Wildfires devastate the Latin American country, and neighbours attempt to come to its aid.
By James Blears
Wildfires in Chile have killed twenty four people, injured more than a thousand, and left hundreds homeless.
Chile’s President Gabriel Boric has declared a State of Emergency in the southern states of Biobio, Nuble and Araucania.
More than 260 wildfires, some of which started in tinder dry forests, have scorched a quarter of a million hectares, including farmland in rural regions and homes in residential areas.
Among the dead are motorists. The fires engulfed their vehicles on blazing roads.
The scorched earth spreads from central Chile but is mostly concentrated in the south. The principal cause is an ongoing heatwave. Temperatures recorded on the themometer have soared to a record 104 degrees, or 40 celsius.
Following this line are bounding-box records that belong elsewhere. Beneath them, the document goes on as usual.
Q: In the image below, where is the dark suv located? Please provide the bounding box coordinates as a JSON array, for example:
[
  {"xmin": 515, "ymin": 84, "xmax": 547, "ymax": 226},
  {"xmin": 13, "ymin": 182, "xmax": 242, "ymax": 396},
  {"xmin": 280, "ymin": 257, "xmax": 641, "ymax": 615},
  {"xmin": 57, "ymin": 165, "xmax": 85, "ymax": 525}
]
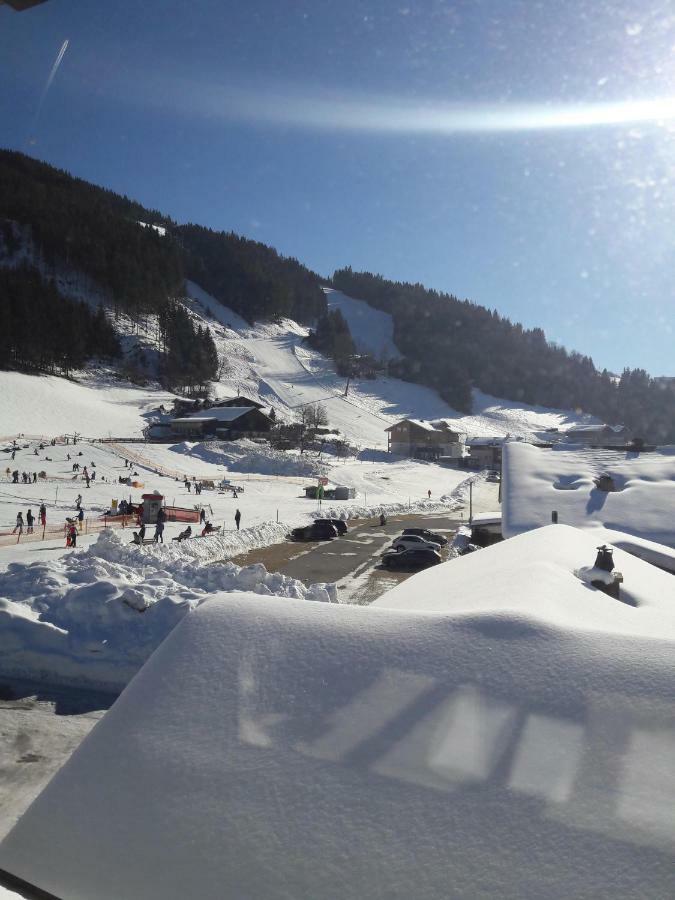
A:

President Boric says: “I’ve seen the spirit of our people, and that will guide us during this difficult time.”
A coordinated international aid effort is underway to help tackle the fires and extinguish them. Help is coming from Argentina, Colombia, Brazil, Mexico, Paraguay, Peru, Venezuela, Portugal and Spain. Expert firefighters joining those brave Chileans, who are already battling the fires, and a water plane, and, additional specialized equipment, are also on the way.
There are prayers to God, earnestly hoping Mother Nature cools down, and for rain, as the global climate is radically changing forever.